16.5. COSE Key Common Parameters Registry
IANA has created a new registry titled "COSE Key Common Parameters". The registry has been created to use the "Expert Review Required" registration procedure. Guidelines for the experts are provided in Section 16.11. It should be noted that, in addition to the expert review, some portions of the registry require a specification, potentially a Standards Track RFC, be supplied as well. The columns of the registry are: Name: This is a descriptive name that enables easier reference to the item. It is not used in the encoding. Label: The value to be used to identify this algorithm. Key map labels MUST be unique. The label can be a positive integer, a negative integer, or a string. Integer values between 0 and 255 and strings of length 1 are designated as "Standards Action". Integer values from 256 to 65535 and strings of length 2 are designated as "Specification Required". Integer values of greater than 65535 and strings of length greater than 2 are designated as "Expert Review". Integer values in the range -65536 to -1 are "used for key parameters specific to a single algorithm delegated to the COSE Key Type Parameters registry". Integer values less than -65536 are marked as private use. CBOR Type: This field contains the CBOR type for the field. Value Registry: This field denotes the registry that values come from, if one exists. Description: This field contains a brief description for the field. Reference: This contains a pointer to the public specification for the field if one exists. This registry has been initially populated by the values in Table 3. All of the entries in the "References" column of this registry point to this document.16.6. COSE Key Type Parameters Registry
IANA has created a new registry titled "COSE Key Type Parameters". The registry has been created to use the "Expert Review Required" registration procedure. Expert review guidelines are provided in Section 16.11.

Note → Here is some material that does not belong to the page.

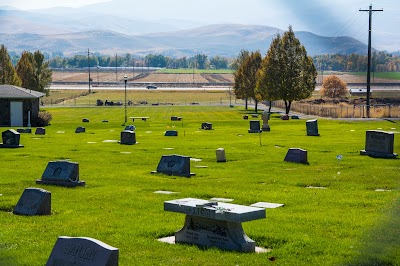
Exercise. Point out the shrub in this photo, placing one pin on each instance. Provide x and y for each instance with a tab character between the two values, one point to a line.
334	87
43	119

The columns of the table are:
Key Type: This field contains a descriptive string of a key type.
This should be a value that is in the "COSE Key Common Parameters"
registry and is placed in the 'kty' field of a COSE Key structure.
Name: This is a descriptive name that enables easier reference to
the item. It is not used in the encoding.
Label: The label is to be unique for every value of key type. The
range of values is from -65536 to -1. Labels are expected to be
reused for different keys.
CBOR Type: This field contains the CBOR type for the field.
Description: This field contains a brief description for the field.
Reference: This contains a pointer to the public specification for
the field if one exists.
This registry has been initially populated by the values in Tables
23, 24, and 25. All of the entries in the "References" column of
this registry point to this document.
16.7. COSE Key Types Registry
IANA has created a new registry titled "COSE Key Types". The
registry has been created to use the "Expert Review Required"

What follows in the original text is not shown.